= Yoshiaki Watanabe =

Japanese artist

Yoshiaki Watanabe (渡辺好明, Watanabe Yoshiaki) (June 24, 1955 - November 4, 2009) was a Japanese artist, born in Hyōgo Prefecture, Japan and best known for his installation work involving candles.

He graduated from the undergraduate program at the Tokyo National University of Fine Arts and Music (now known as Tokyo University of the Arts) in 1980 with a degree in oil painting, and completed a graduate program in mural work in 1982. From 1985 to 1989 he lived and worked in Germany at the Kunstakademie Düsseldorf on a Deutscher Akademischer Austauschdienst Dienst (German Academic Exchange Service) grant.

He returned to Japan in 1989 and began working at the Tokyo National University of Fine Arts and Music as an assistant, eventually matriculating to a full professorship.
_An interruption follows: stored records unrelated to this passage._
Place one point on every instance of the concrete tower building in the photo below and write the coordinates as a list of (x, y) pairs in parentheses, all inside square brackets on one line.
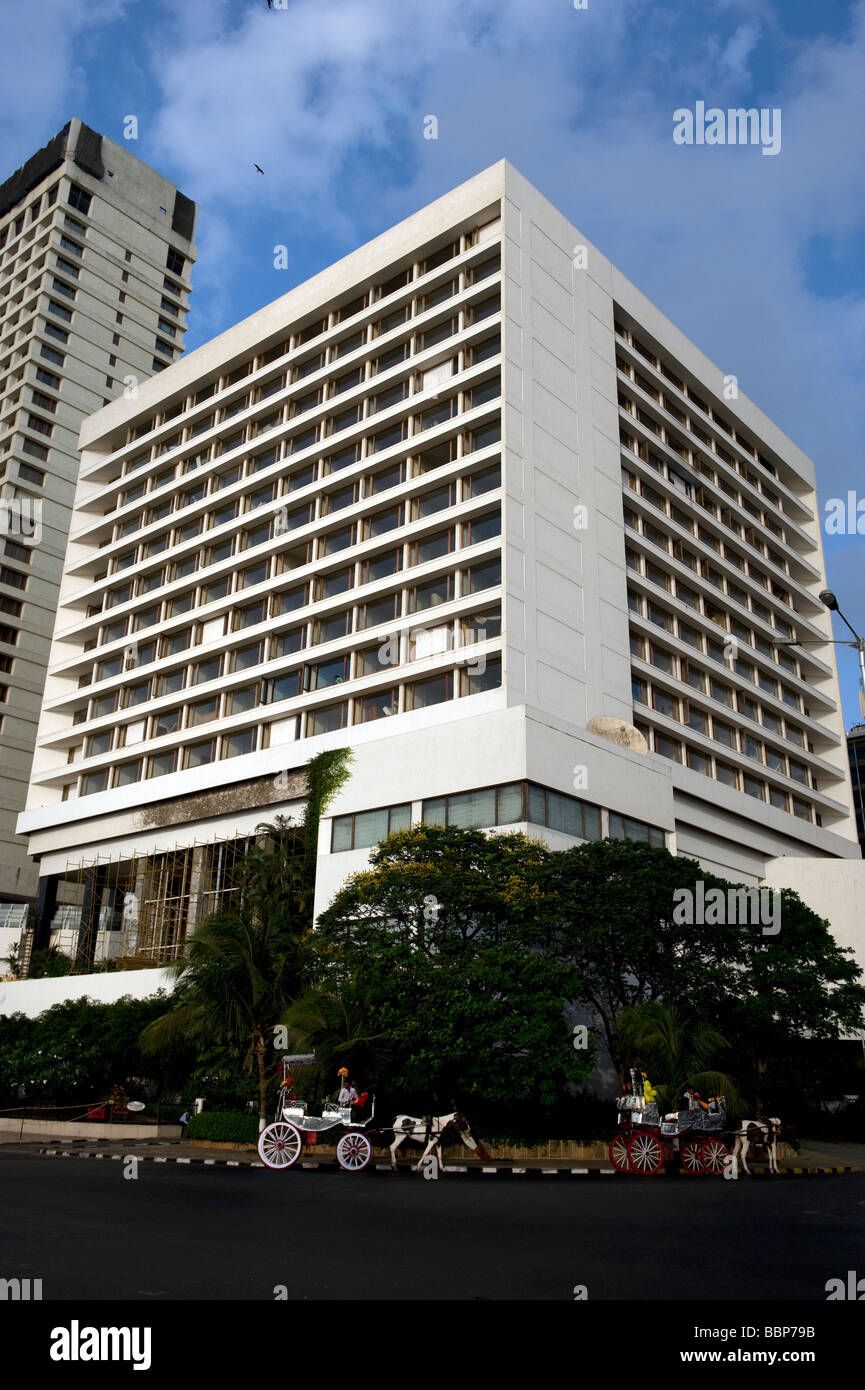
[(95, 256), (469, 503)]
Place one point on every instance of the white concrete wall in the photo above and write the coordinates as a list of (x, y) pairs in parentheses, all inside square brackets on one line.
[(34, 997)]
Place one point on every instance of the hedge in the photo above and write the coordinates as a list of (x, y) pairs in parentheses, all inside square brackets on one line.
[(224, 1127)]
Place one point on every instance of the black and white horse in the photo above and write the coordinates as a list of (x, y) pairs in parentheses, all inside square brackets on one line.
[(430, 1132), (757, 1132)]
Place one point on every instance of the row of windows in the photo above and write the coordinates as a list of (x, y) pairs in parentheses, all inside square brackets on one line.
[(725, 653), (726, 773), (285, 517), (283, 521), (512, 804), (680, 551), (334, 352), (295, 444), (739, 740), (316, 470), (392, 649), (645, 566), (413, 695), (391, 395), (693, 395), (15, 227), (448, 542), (306, 438), (395, 649), (376, 613), (690, 484)]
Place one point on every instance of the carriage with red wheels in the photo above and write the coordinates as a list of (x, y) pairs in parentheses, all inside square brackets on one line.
[(647, 1140), (281, 1143)]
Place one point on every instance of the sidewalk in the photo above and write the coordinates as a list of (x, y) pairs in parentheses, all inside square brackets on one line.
[(815, 1158)]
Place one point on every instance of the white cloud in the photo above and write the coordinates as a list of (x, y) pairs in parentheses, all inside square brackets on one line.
[(737, 50), (43, 79)]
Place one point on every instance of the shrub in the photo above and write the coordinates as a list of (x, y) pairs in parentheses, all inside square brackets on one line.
[(224, 1127)]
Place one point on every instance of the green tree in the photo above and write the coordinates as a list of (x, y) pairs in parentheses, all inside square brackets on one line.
[(245, 965), (611, 911), (675, 1050), (438, 938)]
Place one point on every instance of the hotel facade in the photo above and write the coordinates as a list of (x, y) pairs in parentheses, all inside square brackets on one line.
[(470, 505), (95, 255)]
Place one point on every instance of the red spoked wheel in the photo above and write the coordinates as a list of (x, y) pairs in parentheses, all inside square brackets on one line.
[(691, 1157), (618, 1151), (644, 1154), (715, 1154)]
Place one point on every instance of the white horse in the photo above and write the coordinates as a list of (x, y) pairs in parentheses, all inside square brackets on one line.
[(744, 1137), (431, 1132)]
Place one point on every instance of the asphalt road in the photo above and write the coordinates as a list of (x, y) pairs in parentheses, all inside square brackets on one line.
[(214, 1233)]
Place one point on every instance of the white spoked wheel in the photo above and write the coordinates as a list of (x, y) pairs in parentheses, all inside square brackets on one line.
[(353, 1151), (280, 1144)]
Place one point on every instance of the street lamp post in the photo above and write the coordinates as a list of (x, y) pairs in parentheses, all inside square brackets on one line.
[(858, 642), (832, 603)]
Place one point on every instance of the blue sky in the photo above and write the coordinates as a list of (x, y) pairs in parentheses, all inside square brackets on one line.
[(761, 260)]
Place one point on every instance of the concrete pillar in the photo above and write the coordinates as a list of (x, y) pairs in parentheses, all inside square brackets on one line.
[(46, 906), (93, 883)]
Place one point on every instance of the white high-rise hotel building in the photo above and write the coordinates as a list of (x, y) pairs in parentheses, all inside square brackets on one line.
[(95, 256), (448, 502)]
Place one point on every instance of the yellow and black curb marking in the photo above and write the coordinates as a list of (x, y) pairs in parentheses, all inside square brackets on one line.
[(757, 1171)]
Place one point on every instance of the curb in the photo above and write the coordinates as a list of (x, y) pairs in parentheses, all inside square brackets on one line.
[(449, 1171)]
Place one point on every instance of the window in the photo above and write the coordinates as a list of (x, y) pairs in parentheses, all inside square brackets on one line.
[(433, 592), (486, 676), (199, 754), (160, 765), (234, 745), (434, 690), (668, 747), (29, 474), (367, 827), (625, 827), (483, 481), (244, 658), (326, 720), (79, 199), (483, 577)]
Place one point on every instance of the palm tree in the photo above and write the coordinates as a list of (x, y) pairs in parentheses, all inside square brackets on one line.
[(335, 1025), (245, 965), (675, 1050)]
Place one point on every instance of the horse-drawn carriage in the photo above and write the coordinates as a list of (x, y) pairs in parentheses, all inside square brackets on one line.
[(647, 1140), (698, 1134), (281, 1143)]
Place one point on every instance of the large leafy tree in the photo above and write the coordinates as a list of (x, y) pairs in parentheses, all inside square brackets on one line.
[(611, 909), (675, 1050), (438, 936), (78, 1050), (245, 965)]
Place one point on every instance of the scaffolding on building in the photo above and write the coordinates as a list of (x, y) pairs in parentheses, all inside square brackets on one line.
[(135, 911)]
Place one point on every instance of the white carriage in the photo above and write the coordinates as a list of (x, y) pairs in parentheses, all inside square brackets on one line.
[(281, 1143)]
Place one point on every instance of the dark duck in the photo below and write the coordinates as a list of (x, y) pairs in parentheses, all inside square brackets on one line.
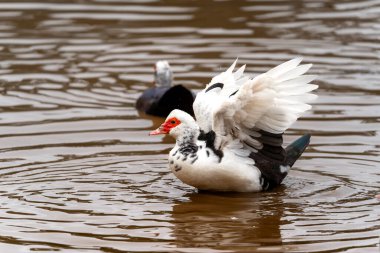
[(235, 141), (164, 97)]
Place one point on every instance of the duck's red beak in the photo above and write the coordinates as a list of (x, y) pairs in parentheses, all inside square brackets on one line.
[(160, 130)]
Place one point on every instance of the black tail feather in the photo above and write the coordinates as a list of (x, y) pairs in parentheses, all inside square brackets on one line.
[(296, 148)]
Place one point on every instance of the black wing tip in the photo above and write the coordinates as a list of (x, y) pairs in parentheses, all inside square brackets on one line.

In 1999 he was one of the founding professors of the university's Inter-Media Arts program. He was also one of the main organisers of the Toride Art Project, a community arts project based in Toride City in Ibaraki, Japan. More recently he had done extensive work founding the Ino Artists Village.

As an artist, Watanabe had exhibited extensively around the world, completing exhibitions in Turkey and Germany shortly before his death.

He died from sudden heart failure on November 4, 2009.